C'était l'âme du "Hariko" - projet d'inclusion par l'art créé à Bonnevoie -, la cofondatrice de "Oppent Haus" - initiative permettant aux Luxembourgeois d'accueillir des réfugiés sous leur toit - mais aussi la cofondatrice de "Chiche!" Le premier restaurant syro-libanais avait ouvert ses portes en 2017 à Hollerich.

© Maurice Fick / RTL

L'objectif du projet Chiche! c'est de permettre à ceux qui bénéficient de la protection internationale "de se construire un avenir au Luxembourg alors que ce n'est pas facile de trouver un emploi si on ne maîtrise pas les langues. Ça permet de payer un loyer, de subvenir aux besoins des enfants. Et pour les employés qui n'ont pas eu la chance d'obtenir l'asile et qui ont été régularisés par la suite, c'est de pouvoir rester au Luxembourg grâce au travail", résume Marianne Donven.

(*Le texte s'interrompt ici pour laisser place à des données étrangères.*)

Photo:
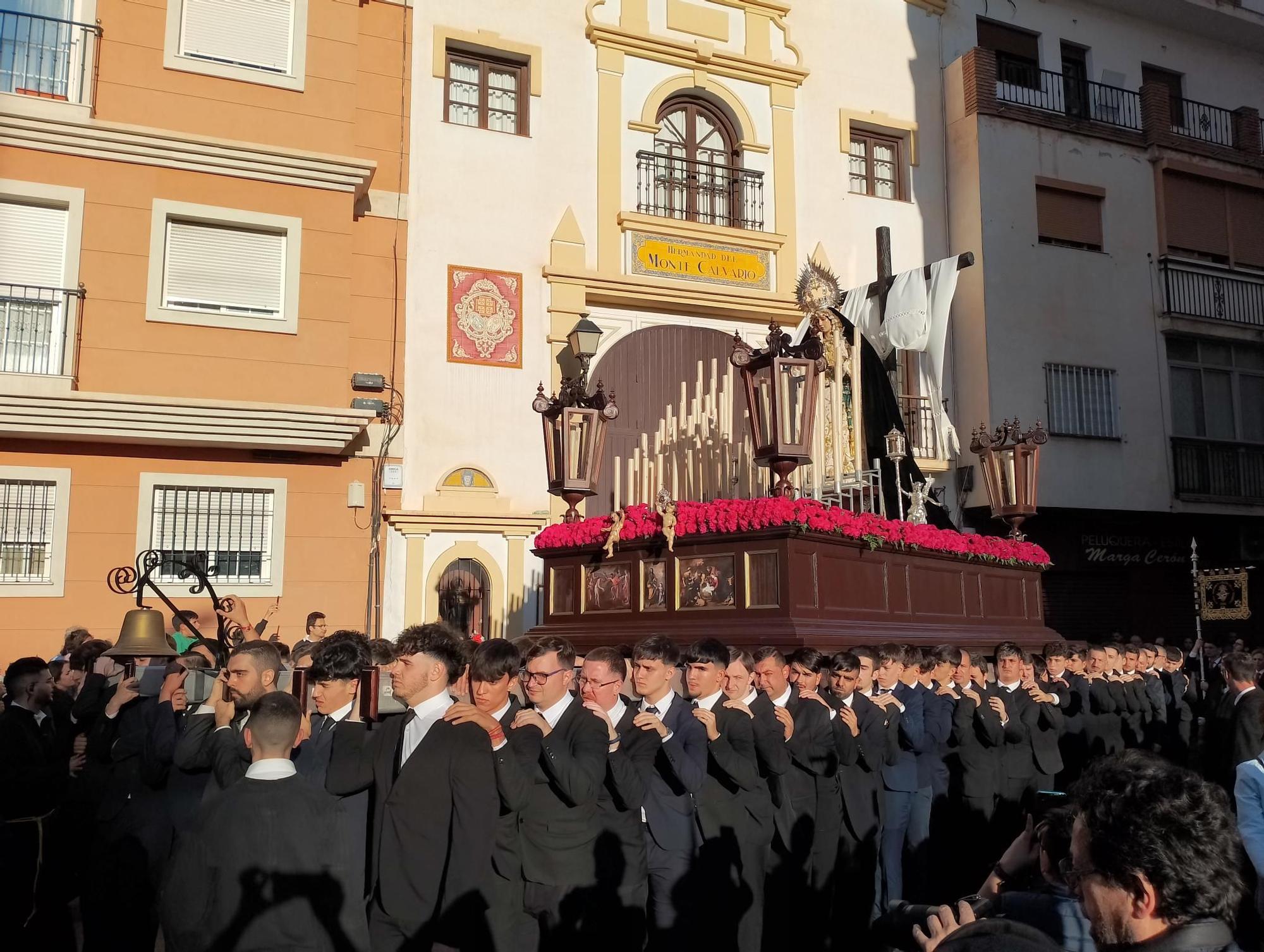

Le projet a essaimé et compte aujourd'hui six restaurants dans le pays dont le sixième a ouvert à Ettelbruck mardi. Et ce n'est pas fini, car Marianne va "se consacrer à 100% aux restaurants Chiche! Je vais peut-être encore pouvoir en ouvrir. Mon objectif c'est de créer 100 emplois. Je ne suis qu'à 72 donc j'ai encore du travail", sourit-elle.

Ce qui la motive ce sont ces "histoires absolument incroyables". Comme celle de ce Pakistanais victime de traite humaine qui a obtenu son BTS en logistique mention "excellent" Ou celle d'Ousmane qui est devenu mécanicien. Mais il y a aussi "plein de gens qui ont obtenu les papiers grâce au Chiche! avant de reprendre le chemin de l'école et de la formation et qui vont faire leur vie au Luxembourg".